A selloff of the Nasdaq technology index added more interest in the greenback as a safe haven.
The sentiment towards interest rate hikes has been underlying the general market sentiment for weeks. Yesterday, Treasury Secretary Janet Yellen said that "interest rate hikes may be needed in the near future." Yellen made this comment in a virtual conference in which she argued for the need to avoid an overheating of the economy. She said that although the additional spending that is taking place is relatively small compared to the size of the economy, it could put more pressure on interest rates. This thought seems to be generalized among prestigious investors such as Warren Buffet, who have already expressed their concern about inflationary spikes.
For the moment, treasury bonds have not reacted significantly to these statements, remaining stable at levels that, in the case of the 10-year bond today, stand at 1.60%. However, short-term interest rate futures already anticipate increases in interest rates from the Fed for next year.

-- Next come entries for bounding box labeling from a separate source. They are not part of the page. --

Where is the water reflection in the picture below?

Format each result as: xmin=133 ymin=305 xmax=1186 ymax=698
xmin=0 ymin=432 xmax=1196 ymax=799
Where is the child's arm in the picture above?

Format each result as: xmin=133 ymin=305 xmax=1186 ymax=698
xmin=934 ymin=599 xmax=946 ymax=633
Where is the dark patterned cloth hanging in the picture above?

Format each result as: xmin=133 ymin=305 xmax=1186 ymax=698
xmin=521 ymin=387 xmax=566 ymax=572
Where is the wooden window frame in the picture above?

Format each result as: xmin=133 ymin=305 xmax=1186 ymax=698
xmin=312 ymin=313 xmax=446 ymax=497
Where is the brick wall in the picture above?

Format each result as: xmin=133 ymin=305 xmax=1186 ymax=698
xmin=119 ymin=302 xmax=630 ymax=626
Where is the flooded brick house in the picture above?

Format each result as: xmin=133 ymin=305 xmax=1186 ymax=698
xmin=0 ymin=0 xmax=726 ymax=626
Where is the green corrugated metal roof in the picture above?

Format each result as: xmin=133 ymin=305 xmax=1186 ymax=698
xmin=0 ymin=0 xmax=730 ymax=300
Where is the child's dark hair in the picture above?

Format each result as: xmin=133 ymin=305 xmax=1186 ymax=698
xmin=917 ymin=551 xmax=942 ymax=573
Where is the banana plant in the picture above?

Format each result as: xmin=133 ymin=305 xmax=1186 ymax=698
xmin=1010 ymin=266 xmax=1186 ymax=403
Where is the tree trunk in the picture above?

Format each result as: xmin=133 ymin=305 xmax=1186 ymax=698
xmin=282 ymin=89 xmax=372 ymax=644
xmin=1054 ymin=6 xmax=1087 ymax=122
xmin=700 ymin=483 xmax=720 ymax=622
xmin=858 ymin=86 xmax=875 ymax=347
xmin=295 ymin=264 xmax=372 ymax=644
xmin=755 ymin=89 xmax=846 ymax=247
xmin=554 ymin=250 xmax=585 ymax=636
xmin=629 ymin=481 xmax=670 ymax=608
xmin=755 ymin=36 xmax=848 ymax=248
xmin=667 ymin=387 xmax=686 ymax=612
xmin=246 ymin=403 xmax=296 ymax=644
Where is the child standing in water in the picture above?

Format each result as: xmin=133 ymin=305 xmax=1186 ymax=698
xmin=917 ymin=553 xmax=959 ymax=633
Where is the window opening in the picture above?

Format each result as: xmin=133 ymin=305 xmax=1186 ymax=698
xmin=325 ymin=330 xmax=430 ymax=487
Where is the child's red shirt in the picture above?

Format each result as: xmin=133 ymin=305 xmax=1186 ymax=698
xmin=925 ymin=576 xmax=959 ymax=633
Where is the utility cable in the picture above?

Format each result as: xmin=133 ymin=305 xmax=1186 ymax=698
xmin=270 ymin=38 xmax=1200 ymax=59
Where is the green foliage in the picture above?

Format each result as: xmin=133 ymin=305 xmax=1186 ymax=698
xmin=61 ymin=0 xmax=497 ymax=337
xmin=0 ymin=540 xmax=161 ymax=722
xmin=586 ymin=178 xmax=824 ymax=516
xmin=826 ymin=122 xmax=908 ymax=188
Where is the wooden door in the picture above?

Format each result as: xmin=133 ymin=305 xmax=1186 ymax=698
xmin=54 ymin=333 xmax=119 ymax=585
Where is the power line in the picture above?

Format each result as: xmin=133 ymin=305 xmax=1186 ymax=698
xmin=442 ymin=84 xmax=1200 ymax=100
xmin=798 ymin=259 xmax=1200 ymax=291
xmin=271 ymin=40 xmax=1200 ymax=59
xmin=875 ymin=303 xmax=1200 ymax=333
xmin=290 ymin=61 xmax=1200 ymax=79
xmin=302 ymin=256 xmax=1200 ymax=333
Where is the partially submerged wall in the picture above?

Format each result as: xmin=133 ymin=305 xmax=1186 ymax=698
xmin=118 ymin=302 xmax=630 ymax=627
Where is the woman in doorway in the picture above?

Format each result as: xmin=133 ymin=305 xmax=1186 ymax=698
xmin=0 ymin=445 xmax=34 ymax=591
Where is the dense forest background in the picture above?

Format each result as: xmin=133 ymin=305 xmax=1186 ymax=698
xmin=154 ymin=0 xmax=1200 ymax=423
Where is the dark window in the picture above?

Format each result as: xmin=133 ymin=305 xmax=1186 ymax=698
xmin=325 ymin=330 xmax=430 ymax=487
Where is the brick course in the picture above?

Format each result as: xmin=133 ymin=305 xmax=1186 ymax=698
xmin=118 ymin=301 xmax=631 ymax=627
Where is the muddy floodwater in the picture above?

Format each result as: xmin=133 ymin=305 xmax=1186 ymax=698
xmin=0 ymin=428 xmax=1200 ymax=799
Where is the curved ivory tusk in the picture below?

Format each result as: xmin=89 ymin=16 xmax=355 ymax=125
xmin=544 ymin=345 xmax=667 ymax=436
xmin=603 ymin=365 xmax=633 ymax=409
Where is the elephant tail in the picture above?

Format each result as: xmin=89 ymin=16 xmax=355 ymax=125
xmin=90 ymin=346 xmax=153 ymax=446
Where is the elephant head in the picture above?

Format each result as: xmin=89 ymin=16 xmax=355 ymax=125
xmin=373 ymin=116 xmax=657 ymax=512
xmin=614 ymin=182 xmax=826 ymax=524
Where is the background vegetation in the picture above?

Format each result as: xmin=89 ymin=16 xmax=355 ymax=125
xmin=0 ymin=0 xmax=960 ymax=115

The effect on the stock markets was negative. The most affected was the Nasdaq technology index that broke down and has lost up to 4.5% in recent days.
As we have pointed out in previous analyzes, the technological index had broken a diamond formation that technically anticipates falls in the asset in question.
Although it is still not possible to speak of a change in trend, the correction is still important, and everything will depend on whether or not this feeling of risk aversion will continue in the market, motivated, in this case, by expectations of inflation and hikes of interest rates sooner than the Fed says. The important levels to watch in this index are 13247, where the 100-day SMA line passes, and that would mean a pivot in the price action and below the main support located around 12,400, below which the trend would change from a technical point of view.
The dollar has experienced a strong rise with this new market scenario. The dollar index is still in the last upward trend that started at the beginning of the year, above the trend line that defines it. But still far from the main resistance level located around 93.13, above which there would be the talk of a reversal of the primary downtrend.